Coup de blues pour « Jazz in Marciac »

Père emblématique de la famille Marsalis mais aussi formateur de toute une génération de musiciens1 à La Nouvelle-Orléans, Ellis Marsalis est décédé du coronavirus le 1er avril. Il était âgé de 86 ans et était un habitué de Marciac, tandis que son fils, le trompettiste Wynton, en était le parrain et la figure emblématique. Ellis, pianiste et enseignant, a figuré sur des dizaines d’albums tout au long d’une carrière de plusieurs décennies. Pianiste cultivé, discret et exigeant, il était doté de ce swing authentique et de ce sens du blues qui caractérisent les Louisianais « pur jus ».

Outre Wynton, il était également le père du saxophoniste Branford, du tromboniste Delfeayo et du batteur Jason Marsalis. Une très grande famille du jazz est donc en deuil avec tous les musiciens et amateurs de jazz de la planète.
Mourir un 1er avril n’était pas qu’une mauvaise plaisanterie mais un signal de mauvais augure pour les organisateurs du festival de Marciac qui se préparaient déjà à contrecœur à l’annulation.

Une annulation qui pointe bien les incohérences du gouvernement !

La 43e édition du festival, qui devait se dérouler du 24 juillet au 15 août 2020, est donc annulée2. Avec un début de festival fin juillet, les organisateurs conservaient un mince espoir que le gouvernement a balayé en repoussant la borne à fin juillet.

« Une annulation dans la dernière ligne droite compromettrait bien plus qu’une édition du festival, elle mettrait en péril son existence même.
Fermées, les frontières de l’espace Schengen empêchent tout à la fois d’accueillir de nombreux artistes et de recevoir du matériel indispensable pour l’organisation des concerts… Depuis le début de son histoire, le jazz rassemble toutes les différences sous sa bannière. Il offre à tous les publics de la joie et du réconfort. Nous ne voulons pas imaginer un festival interdit à telle ou telle catégorie de population », déclarent les organisateurs dans un communiqué. Pis, ils constatent aussi être « dans une situation de cas de force majeure que l’État se refuse à acter, pour des raisons qui nous échappent, mettant ainsi en difficulté nos structures qui encourent le risque de ne plus être en capacité d’exister dans l’avenir. »

Sauver la culture !

Le domaine de la culture, plus que nécessaire, vital, paie un lourd tribut à cette épidémie sans que le gouvernement ne s’en émeuve vraiment. Les intermittentEs se sont déjà largement manifestés et continuent à le faire. Ils et elles sont aujourd’hui soutenus par les « grands » du spectacle (voir l’appel publié dans le Monde du 1er mai) mais aussi par les patrons du secteur.

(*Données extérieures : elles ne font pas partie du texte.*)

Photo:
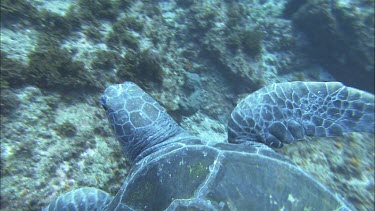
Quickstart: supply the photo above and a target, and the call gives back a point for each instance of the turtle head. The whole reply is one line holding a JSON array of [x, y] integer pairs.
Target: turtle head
[[138, 121]]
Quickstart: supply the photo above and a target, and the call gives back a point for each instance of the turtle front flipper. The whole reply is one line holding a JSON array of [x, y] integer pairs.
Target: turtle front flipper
[[81, 199], [285, 112]]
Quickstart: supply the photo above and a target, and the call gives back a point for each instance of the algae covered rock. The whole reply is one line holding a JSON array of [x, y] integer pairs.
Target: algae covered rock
[[341, 36], [54, 68]]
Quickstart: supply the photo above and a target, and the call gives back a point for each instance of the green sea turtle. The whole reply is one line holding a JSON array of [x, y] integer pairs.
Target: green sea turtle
[[172, 170]]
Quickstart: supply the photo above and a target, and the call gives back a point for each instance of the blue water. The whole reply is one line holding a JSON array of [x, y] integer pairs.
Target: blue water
[[198, 59]]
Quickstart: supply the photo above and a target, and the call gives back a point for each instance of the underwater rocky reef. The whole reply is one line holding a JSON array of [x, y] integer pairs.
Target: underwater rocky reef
[[196, 58]]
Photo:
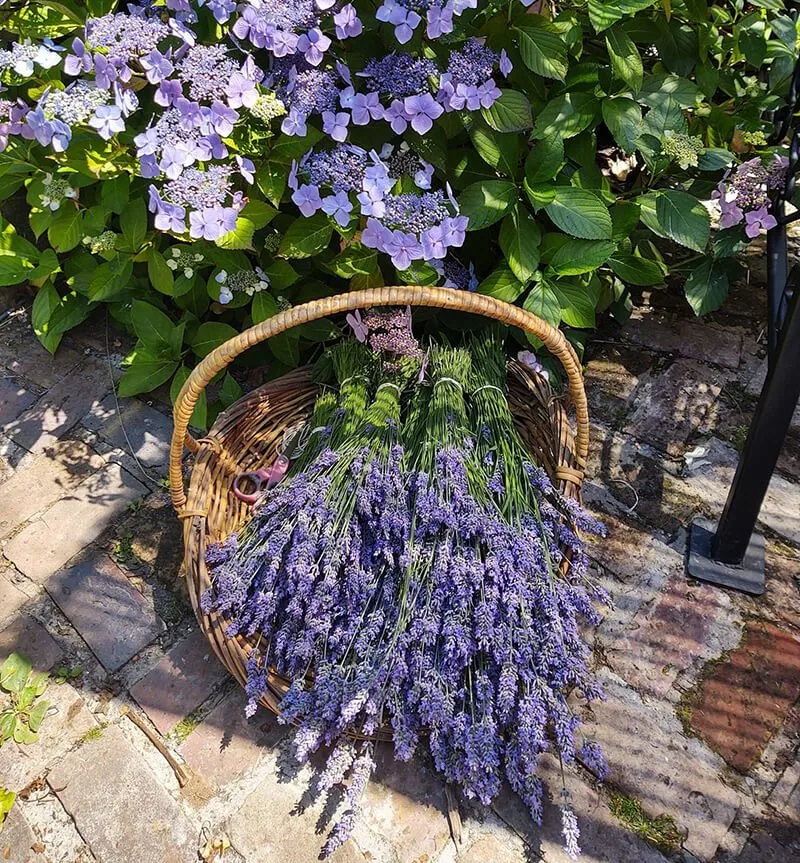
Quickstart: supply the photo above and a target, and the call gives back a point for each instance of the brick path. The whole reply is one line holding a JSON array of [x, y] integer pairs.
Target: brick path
[[702, 721]]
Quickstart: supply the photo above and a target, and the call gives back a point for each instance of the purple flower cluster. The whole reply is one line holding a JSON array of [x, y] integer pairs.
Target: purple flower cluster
[[294, 27], [408, 226], [407, 91], [744, 195], [407, 15]]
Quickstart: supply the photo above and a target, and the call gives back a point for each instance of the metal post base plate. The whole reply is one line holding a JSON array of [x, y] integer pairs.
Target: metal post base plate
[[748, 577]]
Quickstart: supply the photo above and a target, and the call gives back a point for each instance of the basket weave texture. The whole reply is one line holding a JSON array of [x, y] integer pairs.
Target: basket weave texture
[[248, 434]]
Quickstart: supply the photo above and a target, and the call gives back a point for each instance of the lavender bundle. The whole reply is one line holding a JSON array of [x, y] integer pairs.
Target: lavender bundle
[[271, 581], [538, 652], [409, 571]]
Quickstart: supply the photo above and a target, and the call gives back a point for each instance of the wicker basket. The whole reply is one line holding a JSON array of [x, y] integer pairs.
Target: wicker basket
[[246, 436]]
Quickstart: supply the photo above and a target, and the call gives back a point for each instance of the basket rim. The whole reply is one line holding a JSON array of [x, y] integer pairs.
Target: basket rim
[[233, 651], [414, 295]]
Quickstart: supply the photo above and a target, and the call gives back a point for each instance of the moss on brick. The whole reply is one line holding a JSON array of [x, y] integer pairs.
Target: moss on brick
[[661, 831]]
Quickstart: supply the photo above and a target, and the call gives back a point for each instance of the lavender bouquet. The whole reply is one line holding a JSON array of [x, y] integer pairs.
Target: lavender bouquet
[[409, 574]]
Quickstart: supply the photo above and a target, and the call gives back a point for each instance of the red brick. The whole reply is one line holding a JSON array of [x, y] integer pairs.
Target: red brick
[[112, 617], [181, 682], [667, 637], [747, 697]]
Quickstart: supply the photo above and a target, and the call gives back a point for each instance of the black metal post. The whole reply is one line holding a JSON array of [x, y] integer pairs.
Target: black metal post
[[733, 555], [763, 446]]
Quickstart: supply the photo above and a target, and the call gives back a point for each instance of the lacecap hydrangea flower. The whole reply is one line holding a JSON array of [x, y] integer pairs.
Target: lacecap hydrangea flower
[[408, 226]]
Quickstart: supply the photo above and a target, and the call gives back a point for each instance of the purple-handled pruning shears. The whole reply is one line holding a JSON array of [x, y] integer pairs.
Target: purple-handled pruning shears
[[260, 480]]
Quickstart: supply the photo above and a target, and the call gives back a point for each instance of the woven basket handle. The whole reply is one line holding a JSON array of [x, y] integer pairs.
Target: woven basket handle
[[413, 295]]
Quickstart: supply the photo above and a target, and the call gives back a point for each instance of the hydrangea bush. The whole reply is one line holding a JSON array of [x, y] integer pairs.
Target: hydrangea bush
[[195, 165]]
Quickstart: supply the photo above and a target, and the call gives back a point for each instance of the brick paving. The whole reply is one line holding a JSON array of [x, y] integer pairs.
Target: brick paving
[[701, 722]]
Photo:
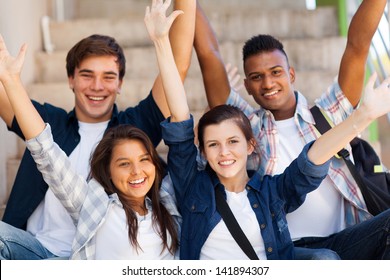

Oui MM Macron et Philippe, vous arrosez de milliards d’euros, sans contrepartie, des firmes qui polluent et emploient moins de gens que le secteur culturel. Allo, y a-t-il un ministre de la Culture ? La mobilisation va s’amplifier dans les prochains les jours et plus encore après le déconfinement Medef du 11 mai.

  • 1. Il aura formé à la musique (et non au seul jazz) plusieurs générations de musiciens, de Harry Connick Jr. à Terence Blanchard sans oublier toute sa famille.
  • 2. Il serait trop long de citer tous les évènements annulés. Citons, parmi d’autres, le « Blues Passion » de Cognac début juillet. Le festival BD de Martel est quant à lui reporté à l’automne.